How can a solution of the time-independent Schrödinger equation evolve in space?

Question

I understand that if the Hamiltonian does not depend on the time, the Schrödinger Equation becomes separable, so you get

$$ H \psi(x) = E \psi(x) $$

and

$$ \Psi(x,t) = \psi(x)\exp\left(-\frac{\imath E}{\hbar}t\right). $$

But $-\frac{\imath E}{\hbar}t$ is a purely imaginary number, so $$ \left|\exp\left(-\frac{\imath E}{\hbar}t\right)\right| = 1 $$

If that is correct, then how can there be any probability density flow in time? The $exp$ term is only changing the phase of $\psi$, but does not contribute anything to its absolute value.

What did I understand wrong?

Answer 1

What you've written is only true if $\psi(x)$ is an eigenstate of $H$.

For some general $\psi(x)$ that is not an eigenstate (i.e. $H \psi(x) \ne E \psi(x)$), then $\Psi(x, t)$ will be more complicated than just the time independent wavefunction multiplied by a phase factor.

Answer 2

The separable solutions are exactly the eigenstates of the Hamiltonian which are exactly the ones where the probability density does not change.

However you can have a flux or flow of probability even if the probability doesn't change.
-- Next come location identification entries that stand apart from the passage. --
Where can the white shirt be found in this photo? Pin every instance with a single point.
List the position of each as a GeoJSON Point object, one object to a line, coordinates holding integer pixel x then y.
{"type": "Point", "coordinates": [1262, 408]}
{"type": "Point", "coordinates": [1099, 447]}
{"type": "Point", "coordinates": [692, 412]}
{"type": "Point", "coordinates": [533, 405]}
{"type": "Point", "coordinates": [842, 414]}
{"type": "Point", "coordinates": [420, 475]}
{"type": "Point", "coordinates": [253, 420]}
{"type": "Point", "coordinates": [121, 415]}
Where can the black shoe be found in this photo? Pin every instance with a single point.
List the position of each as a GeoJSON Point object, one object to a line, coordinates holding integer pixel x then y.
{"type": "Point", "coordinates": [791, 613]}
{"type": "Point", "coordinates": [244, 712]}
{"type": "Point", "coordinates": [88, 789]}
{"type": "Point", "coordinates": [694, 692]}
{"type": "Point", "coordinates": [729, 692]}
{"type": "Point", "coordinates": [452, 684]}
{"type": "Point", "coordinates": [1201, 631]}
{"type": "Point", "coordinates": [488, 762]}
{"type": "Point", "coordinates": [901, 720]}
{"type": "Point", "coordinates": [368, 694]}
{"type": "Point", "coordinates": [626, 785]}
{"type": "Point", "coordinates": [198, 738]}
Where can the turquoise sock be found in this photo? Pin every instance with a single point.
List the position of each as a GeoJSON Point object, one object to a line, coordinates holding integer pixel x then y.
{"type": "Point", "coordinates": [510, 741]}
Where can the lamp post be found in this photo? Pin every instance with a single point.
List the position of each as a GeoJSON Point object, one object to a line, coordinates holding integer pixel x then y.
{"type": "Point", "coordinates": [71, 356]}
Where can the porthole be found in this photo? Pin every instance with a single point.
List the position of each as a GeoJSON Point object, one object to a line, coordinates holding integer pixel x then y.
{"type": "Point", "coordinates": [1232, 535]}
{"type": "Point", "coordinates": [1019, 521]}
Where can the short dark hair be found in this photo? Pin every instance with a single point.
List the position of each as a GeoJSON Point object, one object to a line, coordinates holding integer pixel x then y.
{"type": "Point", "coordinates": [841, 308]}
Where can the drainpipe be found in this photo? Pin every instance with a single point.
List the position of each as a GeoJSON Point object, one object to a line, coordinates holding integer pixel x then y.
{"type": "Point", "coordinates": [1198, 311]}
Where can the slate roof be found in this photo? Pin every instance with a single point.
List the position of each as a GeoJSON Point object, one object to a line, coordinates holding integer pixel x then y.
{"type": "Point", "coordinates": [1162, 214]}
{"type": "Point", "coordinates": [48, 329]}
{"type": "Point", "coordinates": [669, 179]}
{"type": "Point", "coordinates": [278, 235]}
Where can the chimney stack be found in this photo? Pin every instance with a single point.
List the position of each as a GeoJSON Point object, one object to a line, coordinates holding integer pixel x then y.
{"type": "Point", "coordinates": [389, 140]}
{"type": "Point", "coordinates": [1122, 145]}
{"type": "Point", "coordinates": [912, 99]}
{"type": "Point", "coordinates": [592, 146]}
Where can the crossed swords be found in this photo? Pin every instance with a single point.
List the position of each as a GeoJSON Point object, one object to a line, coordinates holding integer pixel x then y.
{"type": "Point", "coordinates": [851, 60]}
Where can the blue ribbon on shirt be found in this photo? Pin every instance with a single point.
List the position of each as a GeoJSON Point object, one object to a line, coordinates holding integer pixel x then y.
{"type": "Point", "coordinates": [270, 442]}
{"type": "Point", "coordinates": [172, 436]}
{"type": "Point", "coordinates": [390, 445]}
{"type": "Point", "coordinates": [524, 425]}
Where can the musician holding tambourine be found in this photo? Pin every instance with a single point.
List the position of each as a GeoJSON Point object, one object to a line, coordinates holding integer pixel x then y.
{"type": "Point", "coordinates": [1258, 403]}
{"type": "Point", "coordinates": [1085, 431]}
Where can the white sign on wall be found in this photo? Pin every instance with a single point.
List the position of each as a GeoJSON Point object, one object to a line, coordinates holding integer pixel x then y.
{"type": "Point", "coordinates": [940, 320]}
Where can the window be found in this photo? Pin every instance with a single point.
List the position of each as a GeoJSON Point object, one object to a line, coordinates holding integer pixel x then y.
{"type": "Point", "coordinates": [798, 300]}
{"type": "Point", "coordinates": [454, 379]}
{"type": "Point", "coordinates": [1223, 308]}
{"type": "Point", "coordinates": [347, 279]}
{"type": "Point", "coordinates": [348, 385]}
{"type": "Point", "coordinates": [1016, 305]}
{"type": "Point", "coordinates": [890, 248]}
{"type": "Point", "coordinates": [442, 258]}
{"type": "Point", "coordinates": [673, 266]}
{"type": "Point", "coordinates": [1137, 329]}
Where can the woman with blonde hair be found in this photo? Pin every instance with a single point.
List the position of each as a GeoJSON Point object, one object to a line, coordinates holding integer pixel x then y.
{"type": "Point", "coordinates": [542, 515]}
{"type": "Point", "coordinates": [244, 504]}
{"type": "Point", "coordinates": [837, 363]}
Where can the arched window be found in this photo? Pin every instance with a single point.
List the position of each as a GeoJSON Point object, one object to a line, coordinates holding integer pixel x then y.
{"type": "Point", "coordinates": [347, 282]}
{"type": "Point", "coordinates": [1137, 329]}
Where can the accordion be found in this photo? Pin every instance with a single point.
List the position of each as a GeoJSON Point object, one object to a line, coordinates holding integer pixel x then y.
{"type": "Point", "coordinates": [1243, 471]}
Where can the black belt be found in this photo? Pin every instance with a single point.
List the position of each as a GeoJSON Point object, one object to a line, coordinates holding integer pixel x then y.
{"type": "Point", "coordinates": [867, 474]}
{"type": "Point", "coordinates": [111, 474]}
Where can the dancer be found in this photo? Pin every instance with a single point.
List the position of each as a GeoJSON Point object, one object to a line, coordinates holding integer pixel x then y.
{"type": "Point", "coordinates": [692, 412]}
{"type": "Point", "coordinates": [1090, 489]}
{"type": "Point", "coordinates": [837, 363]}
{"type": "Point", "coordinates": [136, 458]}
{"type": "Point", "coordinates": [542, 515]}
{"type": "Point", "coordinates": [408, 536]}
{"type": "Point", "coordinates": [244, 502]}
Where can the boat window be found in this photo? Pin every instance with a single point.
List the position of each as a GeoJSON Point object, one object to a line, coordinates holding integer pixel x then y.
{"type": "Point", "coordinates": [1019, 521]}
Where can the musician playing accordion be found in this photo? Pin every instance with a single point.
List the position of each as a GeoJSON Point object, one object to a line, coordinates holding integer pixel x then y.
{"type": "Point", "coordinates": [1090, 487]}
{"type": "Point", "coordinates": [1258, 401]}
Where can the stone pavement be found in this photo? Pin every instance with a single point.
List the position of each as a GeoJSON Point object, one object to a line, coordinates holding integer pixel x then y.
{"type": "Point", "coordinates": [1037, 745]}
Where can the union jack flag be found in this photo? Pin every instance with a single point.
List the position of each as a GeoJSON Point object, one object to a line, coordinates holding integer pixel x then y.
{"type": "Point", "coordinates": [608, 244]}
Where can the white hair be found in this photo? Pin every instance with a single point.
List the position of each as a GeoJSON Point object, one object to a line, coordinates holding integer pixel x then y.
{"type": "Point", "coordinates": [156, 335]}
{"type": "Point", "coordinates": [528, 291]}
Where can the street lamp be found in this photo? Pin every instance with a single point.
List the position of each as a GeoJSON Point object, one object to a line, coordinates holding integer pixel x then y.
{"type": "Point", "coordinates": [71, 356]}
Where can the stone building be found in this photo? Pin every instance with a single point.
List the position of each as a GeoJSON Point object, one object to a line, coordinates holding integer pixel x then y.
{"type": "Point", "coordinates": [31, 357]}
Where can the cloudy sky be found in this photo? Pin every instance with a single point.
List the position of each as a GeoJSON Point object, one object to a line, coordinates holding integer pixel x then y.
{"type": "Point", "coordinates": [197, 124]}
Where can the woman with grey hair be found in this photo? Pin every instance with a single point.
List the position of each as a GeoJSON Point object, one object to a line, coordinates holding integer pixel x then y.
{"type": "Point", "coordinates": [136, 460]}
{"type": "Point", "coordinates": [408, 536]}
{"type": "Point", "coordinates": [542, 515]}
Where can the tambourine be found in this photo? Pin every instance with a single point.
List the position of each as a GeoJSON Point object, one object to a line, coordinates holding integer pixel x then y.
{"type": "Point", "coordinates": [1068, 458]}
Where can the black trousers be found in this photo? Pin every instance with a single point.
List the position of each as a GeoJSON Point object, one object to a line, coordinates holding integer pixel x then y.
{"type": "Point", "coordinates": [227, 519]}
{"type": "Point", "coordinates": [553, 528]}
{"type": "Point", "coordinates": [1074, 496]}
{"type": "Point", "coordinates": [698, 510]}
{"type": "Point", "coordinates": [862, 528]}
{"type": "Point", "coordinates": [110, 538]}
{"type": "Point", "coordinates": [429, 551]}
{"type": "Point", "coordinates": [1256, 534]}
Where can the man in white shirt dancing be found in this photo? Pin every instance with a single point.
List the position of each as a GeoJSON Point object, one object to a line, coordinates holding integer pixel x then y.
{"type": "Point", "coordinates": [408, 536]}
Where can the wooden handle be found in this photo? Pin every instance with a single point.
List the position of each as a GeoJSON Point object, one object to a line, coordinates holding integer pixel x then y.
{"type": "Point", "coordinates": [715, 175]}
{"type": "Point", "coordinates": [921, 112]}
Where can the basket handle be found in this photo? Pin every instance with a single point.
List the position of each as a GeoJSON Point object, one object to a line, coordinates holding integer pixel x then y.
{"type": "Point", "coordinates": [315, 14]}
This is like electromagnetism where you can have current floe through a wire even if the wire has no change of charge density.

For instance if you had a circular wire with now resistance it is possible to have a steady current flow in a circle even without and change in charge density.

Similarly you can have a probability current even if the probability density doesn't change.